A little hyperventilating over not being perfectly ready never actually hurt anyone. And it turns out, nice people don't care if I'm not perfectly prepared at all time. Go figure.
Chess was not the most important thing happening this week. In my opinion it is always the social dynamics that dominate. Having a high number of moms on hand who could be attentive to how kids were interacting, reading the general energy level of the games and providing coaching on how to handle interpersonal challenges provided more benefit than I think my 7 year old would have gotten out of any fancy $250/week professional camp.
So is an on-going Chess Club next?
I don't know yet. We'll have to see how our fall schedule shakes out. However, if we do, I have a list based on my perusal of the 17 books I check-out.
Sara's Chess Learning Plan
(based on the understanding that I really have very little idea what I'm doing and I'm making this all up as I go along)
Work through these books from SPL, presenting the information and doing the exercises, I think the whole of these books would take about 9 months to work through. Many of them repeat much of the same information, but at more complex levels.
1. Chess for Children by Murry Chandler. This is a basic, yet delightful how-to book with lots of cartoon drawings and random kid jokes. Probably 10-12 "lessons" worth of information.
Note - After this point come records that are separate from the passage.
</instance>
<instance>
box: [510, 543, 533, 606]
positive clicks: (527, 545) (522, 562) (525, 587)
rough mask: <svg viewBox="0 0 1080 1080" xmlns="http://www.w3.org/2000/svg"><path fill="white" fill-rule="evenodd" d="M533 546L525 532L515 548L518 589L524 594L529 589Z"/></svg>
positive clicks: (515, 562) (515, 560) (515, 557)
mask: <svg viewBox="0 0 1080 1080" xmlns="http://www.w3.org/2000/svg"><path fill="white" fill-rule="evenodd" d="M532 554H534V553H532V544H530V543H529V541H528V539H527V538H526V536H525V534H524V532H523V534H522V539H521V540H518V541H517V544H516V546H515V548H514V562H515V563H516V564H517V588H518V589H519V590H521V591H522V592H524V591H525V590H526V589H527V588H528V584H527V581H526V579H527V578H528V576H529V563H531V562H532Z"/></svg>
2. Chess From First Moves to Checkmate by Daniel King. The how-to in this book doesn't differ much from the Chandler book, but it has a great couple of pages on the history of chess and the VIPs of the chess world.
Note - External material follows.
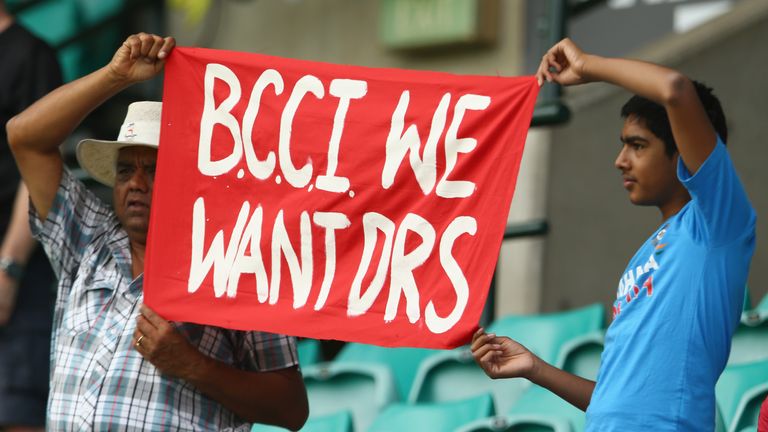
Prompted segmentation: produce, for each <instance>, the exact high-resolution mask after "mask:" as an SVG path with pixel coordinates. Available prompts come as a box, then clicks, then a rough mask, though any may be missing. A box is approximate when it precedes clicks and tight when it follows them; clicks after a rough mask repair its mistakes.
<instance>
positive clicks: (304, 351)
mask: <svg viewBox="0 0 768 432" xmlns="http://www.w3.org/2000/svg"><path fill="white" fill-rule="evenodd" d="M296 349H297V350H298V351H299V364H300V365H301V367H307V366H310V365H313V364H317V363H319V362H320V361H321V357H322V356H321V352H320V341H319V340H317V339H301V340H300V341H298V342H297V343H296Z"/></svg>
3. Comprehensive Chess Course, Volume 1 by Roman Pelts. This is a 12 lesson tried and true curriculum that I think might be a little too dry for very beginners, but a great 2nd pass of information for slightly less beginnery beginners.
4. Chess Tactics for Students by John A. Bain. This book features introductions to 13 important tactics with lots of exercises/puzzles to practice the concepts.
5. DK Chess: Strategies to Master your Game. This is a flashy book with too many words and pictures on a page in the finest of DK tradition. But it also has some truly interesting and helpful tidbits on individual pieces and their strategies.
6. 202 Checkmates for Children by Wilson and Alberson. 101 mate-in-one puzzles and 101 mate-in-two puzzles that the kids (and moms) enjoyed once we learned to set them up on our own boards. I might hand a few of these out each week for kids to work through (together?) each time we met.
Other Resources
At home, Theo and I spend lots of time working through the tutorials at ChessMagnetSchool. If we were to do a club, I might recommend everyone joining (it's $30/year) so kids could progress at home at their own pace and play each other on-line in between meetings, maybe even over speaker-phone. Kind of like World of Warcraft, except NOT.
One resource book sheerly for adults that impressed me and helped keep the time fun yet still focused on chess is Chess for Success by Maurice Ashley.
The book I really wanted to find but never did was a thinking strategy book. One that set out a concrete process for the kids to work through one each and every turn that would go something like this:
- What did my opponent just do - what is their plan - which of my pieces are threatened?
- What is my overall plan - what piece would I best move this turn?
- If I move that piece, what will happen to it and the game?
If you know of that book, please, leave me a comment!
In closing
I highly recommend hosting a camp for something you know nothing about! It can be great fun, an easy opportunity to share a learning passion with your children and a fantastic way to grow connection to your community.